フィッシャーマンズ・セーター

イケメン男子服飾Q&A 87
ケン 青木

 はい、例年通りの厳しい寒さとなっておりますが、皆様お元気でお過ごしでしょうか? 

 この季節大いに頼りになりますのが伝統的な製法でしっかりと編まれたウールやカシミアなど天然繊維を用いたセーターと、科学的根拠に基づいた合成繊維で作られたダウン・ジャケットなどとの組み合わせ。温かさと軽さに優れていていいですよね。私の場合、多少の重さは気にならず、ダウン・ジャケットよりもっと昔からあるダッフル・コートやピー・コートを着こみ、帽子を被っておとなしめのタータン・チェックのマフラーを巻くことが多いでしょうか。

 今回の主旨から少し外れますが、首廻りにマフラーを巻いて帽子を被ると思いの外温かいもの。人間は頭と首から放熱しているので、この2か所をキチンと覆って上げますとコート1枚分温かい…と言われております。ぜひお試しください。

 さて、中に着込みますカシミア素材等につきましては、ややデリケートな繊維でもあり、僕の様な「ガテンでガサツな男」(笑)には向いていない面もないではないのです(笑)。そんな時頼りになるのが、羊毛に少し油(ラノリン)を残し、太く編まれた糸でザックリ、だけでなくガッシリ、しっかりと編まれた、そして前部にケーブル編みやダイヤ柄などがあしらわれた生成り色のセーター。この様なセーターが一般にアラン・セーターあるいはフィッシャーマンズ・セーターと呼ばれている、丈夫で温かなセーターなのです。
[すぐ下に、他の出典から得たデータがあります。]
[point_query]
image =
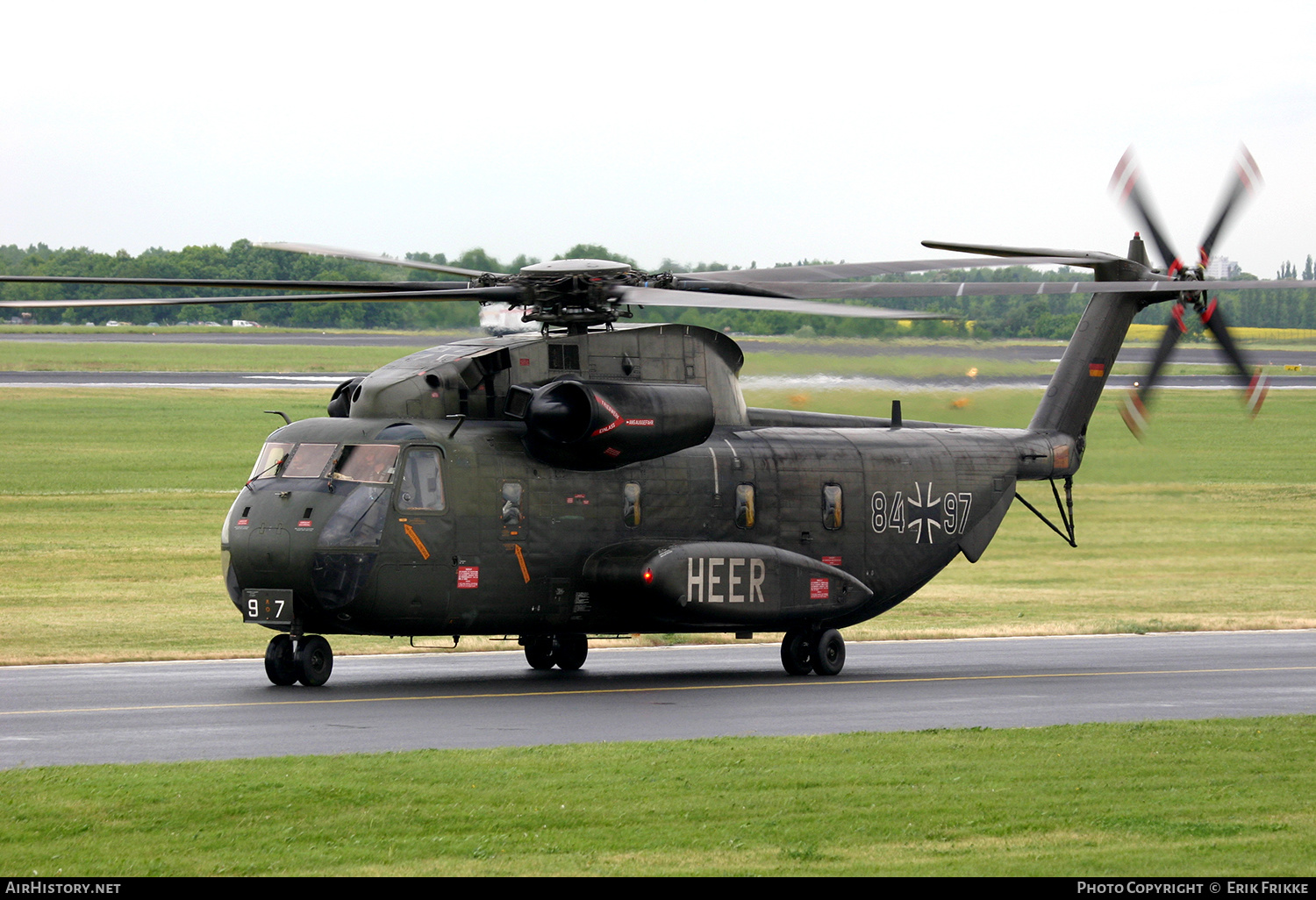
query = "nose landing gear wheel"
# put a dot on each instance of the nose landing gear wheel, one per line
(313, 661)
(279, 663)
 アランとは島の名前ですが、通常この様なセーターは英国製、つまりイングランド製、またはスコットランド製というのが相場なのですが、このアラン/フィッシャーマンズ・セーター、実はアイルランドにそのルーツがあるのです。スコットランドに詳しい方は、「そんなことない、スコットランドにアラン島はある、大きな島ですよ」と言われるかもしれません。その通り、スコットランドにアラン島はありますが、実はアイルランドにもあるのです。それぞれArran、Aranと綴ります。そしてフィッシャーマンズ・セーターのアランと言えば、アイルランドのAranアラン島なのですね。英語ではAran Islandsと複数、群島なのです。首都ダブリンから真西に約500キロメートルで北太西洋に出ますが、その沖合にある群島がアラン諸島。

 この島々は1934年にロバート・J・フラハティ監督が“Man of Aran”というドキュメンタリーを撮って、アメリカでもその名が知られる様になりました。草木もあまり生えていない荒涼としたアラン諸島で漁業で細々と生計を立てている島民の生活を淡々と描いておりました。

 アラン・セーターに関する伝説で、6世紀から云々…..と言った説がかつて流布しておりましたが、長年の調査の結果、現在の様なセーターとなり始めたのは19世紀後半、ほぼ完成したのが第二次世界大戦を挟んでの1930年代半ばから1940年代後半だったと言われております。

 原型となったのが英仏海峡にあってやはり漁が盛んなGuernsey Islandガーンジー島の漁師たちに着られていたブルーのケーブル編みのセーター だったと言われ、アラン島のある女性が、お子さんがキリスト教の洗礼を受ける際、生成りの糸でセーターを編んで着させたら大変評判になったと言われ、そこから評判が広まっていったそうなのです。

 アメリカにおけるアイルランド移民の歴史は差別を受け、白人ながら大変な苦労をしてきました。それでも真面目に働いて、官職につく方が多く、ニューヨーク市警察(NYPD)においてはアイルランド系移民のエメラルド・ソサエティは最大の組織ですね。消防署(FDNY)でもその事は変わりません。第二次世界大戦後から15年余、1961年にアメリカの歴史始まって以来のアイルランド系カトリック信者の大統領が誕生しました。JFKこと、ジョセフ・F・ケネディ大統領です。そして、ちょうどそのタイミングで、素朴で丈夫で温かいアラン・セーターがアメリカ市場で大ヒット、ブームとなったのでした。偶然だったのか、否か?ピカソら芸術家やスティーブ・マックイーンはじめハリウッドでも流行。イングランドやスコットランドに比べて衣類の「名産品」がありそうでなかったアイルランド系移民の人たちにとってはプライドをくすぐる吉報ともなったのでした。それではまた次回。

 けん・あおき/日系アパレルメーカーの米国代表を経て、トム・ジェームス.カンパニーでカスタムテーラーのかたわら、紳士服に関するコラムを執筆。1959年生まれ。